Somehow, the mountain that’s in the middle of the Romantic world view never really made it into Romantic verse. It’s there in Romantic prose, magnificent from Coleridge and Dorothy Wordsworth, through Ruskin to the English explorers of the Alps and the weekly Guardian column (while he was still alive) of Harry Griffin. But most of all it’s there under the foot of the four million fellwalkers, up Red Pike every August afternoon in pursuit of English Romanticism.
‘Lyrical Ballads’ included ‘The Ancient Mariner’ and Wordsworth’s ‘Tintern Abbey’ – as well as the dreadful ‘We are Seven’ .
Full text of the sonnet here . My earlier post about Gerard Manley Hopkins and ‘No worst, there is none’:—
For readers not familiar with the UK: the Herdwick is the traditional Lake District sheep breed, brought, it’s supposed, in the boats of Viking raiders; the Duddon’s a river running from the heart of the hills out to Morecambe Bay. Helvellyn is England’s third highest hill and very popular, rising above Ullswater; the ‘Thou’ who clomb on it was Dorothy Wordsworth.
His wife Sara had spilled boiling milk on him. We have to wonder what the poet was doing, lounging with his feet out in between the stove and where Sara needed to put down the saucepan… There’s no doubt STC was a most tiresome husband.

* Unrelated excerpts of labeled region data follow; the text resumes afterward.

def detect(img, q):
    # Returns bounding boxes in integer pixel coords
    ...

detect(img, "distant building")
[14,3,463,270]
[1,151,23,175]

Sorry, but I really can’t be doing with those damned daffodils.
More great stuff.
One thing that puzzles me: Coleridge's line 'On my left the two tarns and another precipice twice as lofty as the other.' Where on any ascent of Helvellyn would you have two tarns on the left, or the right for that matter? Satellite photo shows a tiny pool next to Red Tarn, which would be on the left going up Swirral Edge, but I must have been over the Edges dozens of times and never even noticed it.